One of the other major problems that will need to be seen to is the sharing of data objects with the module actually doing the rendering and the pyvisi code actually being run by the user. There are many elements to work on here. Essentially, we need to put the Renderer object into a separate python process or thread, and then open a pipe to the process and pass commands and objects through to it. This will sort of solve two problems simultaneously as we need a separate thread/process for the Renderer object anyway, and this may be the best way to share data objects around. At present, I have implemented a really dodgy way of passing the data around which isn't scalable, but it managed to get the simple 2D plotting to go. Again, this may take a while...

Simple 2D plotting works in both vtk *and* gnuplot!! This certainly felt like a major achievement, as it wasn't easy to get vtk to do 2D x-y plots. To get a feeling for what I've done check out plotExample.py in the examples directory of the pyvisi distribution.

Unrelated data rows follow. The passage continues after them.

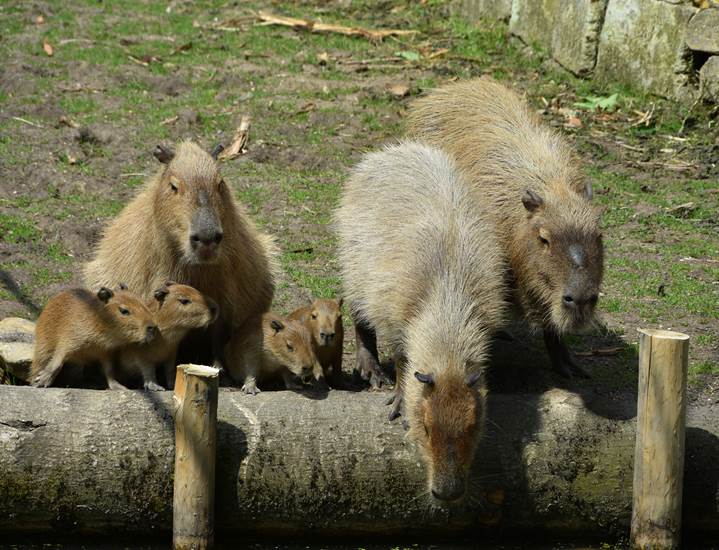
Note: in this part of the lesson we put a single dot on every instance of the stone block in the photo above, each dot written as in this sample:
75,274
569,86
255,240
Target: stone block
703,31
568,29
643,44
709,78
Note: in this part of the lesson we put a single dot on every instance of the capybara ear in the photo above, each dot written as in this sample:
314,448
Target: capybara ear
216,150
531,200
105,294
160,294
163,154
473,378
424,378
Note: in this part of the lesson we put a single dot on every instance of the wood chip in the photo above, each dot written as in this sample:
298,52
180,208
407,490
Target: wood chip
239,141
375,35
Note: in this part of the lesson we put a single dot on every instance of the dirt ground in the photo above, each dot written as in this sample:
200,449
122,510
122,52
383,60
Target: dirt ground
87,89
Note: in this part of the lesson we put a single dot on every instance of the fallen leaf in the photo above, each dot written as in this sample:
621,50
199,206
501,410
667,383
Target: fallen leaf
239,140
398,90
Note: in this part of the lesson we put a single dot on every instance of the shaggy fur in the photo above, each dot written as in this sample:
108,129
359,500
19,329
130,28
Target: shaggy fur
150,243
421,265
553,245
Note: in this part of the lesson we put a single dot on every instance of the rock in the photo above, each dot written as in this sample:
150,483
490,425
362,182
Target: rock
709,78
569,30
643,44
703,31
17,343
485,9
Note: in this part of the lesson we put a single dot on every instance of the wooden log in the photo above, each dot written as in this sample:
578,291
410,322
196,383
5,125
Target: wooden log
96,462
659,454
193,518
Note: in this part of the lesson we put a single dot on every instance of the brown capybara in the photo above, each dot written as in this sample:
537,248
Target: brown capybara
287,351
541,210
177,309
186,226
323,318
422,270
79,327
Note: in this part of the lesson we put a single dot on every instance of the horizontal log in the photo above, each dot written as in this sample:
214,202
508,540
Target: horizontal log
92,462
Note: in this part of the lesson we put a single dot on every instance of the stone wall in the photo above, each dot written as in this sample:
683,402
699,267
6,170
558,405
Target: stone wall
666,47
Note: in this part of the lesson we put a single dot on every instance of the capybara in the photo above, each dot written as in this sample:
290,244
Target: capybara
547,226
186,226
177,309
79,327
287,351
422,270
323,318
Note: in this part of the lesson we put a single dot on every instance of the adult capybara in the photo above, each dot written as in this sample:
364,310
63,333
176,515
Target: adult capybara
177,309
186,226
79,327
323,318
422,270
541,209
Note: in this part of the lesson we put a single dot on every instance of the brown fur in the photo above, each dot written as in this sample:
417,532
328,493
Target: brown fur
422,267
287,351
504,150
323,319
150,242
177,309
77,326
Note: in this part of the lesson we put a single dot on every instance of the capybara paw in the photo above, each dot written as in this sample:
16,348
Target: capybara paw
250,389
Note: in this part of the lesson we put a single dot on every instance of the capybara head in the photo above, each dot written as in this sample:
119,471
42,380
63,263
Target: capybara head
191,202
559,257
183,307
290,343
131,321
325,320
447,422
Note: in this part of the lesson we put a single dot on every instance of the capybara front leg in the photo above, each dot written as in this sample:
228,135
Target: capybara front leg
561,359
367,355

Please note that this is very basic. At present one can only plot one set of data, and the way the data is transferred to the renderer module in the backend is very simplistic and not amenable to scaling to large datasets. Nevertheless, this example shows how pyvisi can be used in the future. It is also only possible to pass to the plotting routines two 1D arrays of data, one for the x-axis and one for the y-axis. Also, there isn't any implementation yet for changing colour on the axes, or the plot lines, however there is limited functionality available for choosing different kinds of linestyles. I'm also not completely happy with the syntax at the user-level of the interface, and this has to change. Specifically, the .add() method of the scene object to add an object to the scene. Surely this should be sorted out when one instantiates the object and passes the scene object as an argument. The other method that needs to disappear from user-space is the .render() method of the individual objects. Users should only have to render the scene. The problem here is to finish off some stuff that vtk needs before doing the final render (such as the AddActor() methods); this can be done a better way. One problem with the way I'm doing it at present is that re-rendering *doesn't* need the pre-render step. But re-rendering is a different kettle of fish, and there are many other things to work on before we get to there.

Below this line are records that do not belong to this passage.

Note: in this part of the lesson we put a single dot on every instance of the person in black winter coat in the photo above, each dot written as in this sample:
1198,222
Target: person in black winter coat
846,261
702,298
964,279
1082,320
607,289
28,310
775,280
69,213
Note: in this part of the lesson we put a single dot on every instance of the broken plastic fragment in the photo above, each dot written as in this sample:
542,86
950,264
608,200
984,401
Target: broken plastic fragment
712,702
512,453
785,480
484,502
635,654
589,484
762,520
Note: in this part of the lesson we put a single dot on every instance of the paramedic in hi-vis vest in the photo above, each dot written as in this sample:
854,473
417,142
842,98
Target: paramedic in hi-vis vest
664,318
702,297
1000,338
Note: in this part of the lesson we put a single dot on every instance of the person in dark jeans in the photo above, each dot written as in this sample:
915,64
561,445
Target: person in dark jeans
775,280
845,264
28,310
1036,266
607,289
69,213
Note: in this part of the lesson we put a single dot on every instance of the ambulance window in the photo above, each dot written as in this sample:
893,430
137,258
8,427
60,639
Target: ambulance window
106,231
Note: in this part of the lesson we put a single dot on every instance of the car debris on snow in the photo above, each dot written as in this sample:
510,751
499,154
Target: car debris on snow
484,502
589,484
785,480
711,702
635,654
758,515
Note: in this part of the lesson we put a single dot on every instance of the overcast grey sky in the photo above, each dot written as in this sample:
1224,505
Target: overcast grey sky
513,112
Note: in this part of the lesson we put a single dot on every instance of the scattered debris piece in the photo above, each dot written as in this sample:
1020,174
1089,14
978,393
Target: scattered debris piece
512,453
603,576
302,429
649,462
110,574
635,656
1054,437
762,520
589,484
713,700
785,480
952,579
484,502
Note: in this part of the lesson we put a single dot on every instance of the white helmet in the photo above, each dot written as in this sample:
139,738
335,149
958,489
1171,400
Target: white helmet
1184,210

Note that to use the vtk renderer module, you must have vtk installed, and have configured vtk for python (so that the python vtk wrappers are available). To use the gnuplot renderer module, you must have gnuplot (version greater than or equal to 3.7) installed, and Gnuplot.py (the gnuplot python wrapper).

Even with all of these caveats, have a look at the example code, and tell me if you like the syntax (or not), if you have any comments or suggestions as to what I could do extra or what I could do differently, or even if you were able to get the plotExample.py example to go!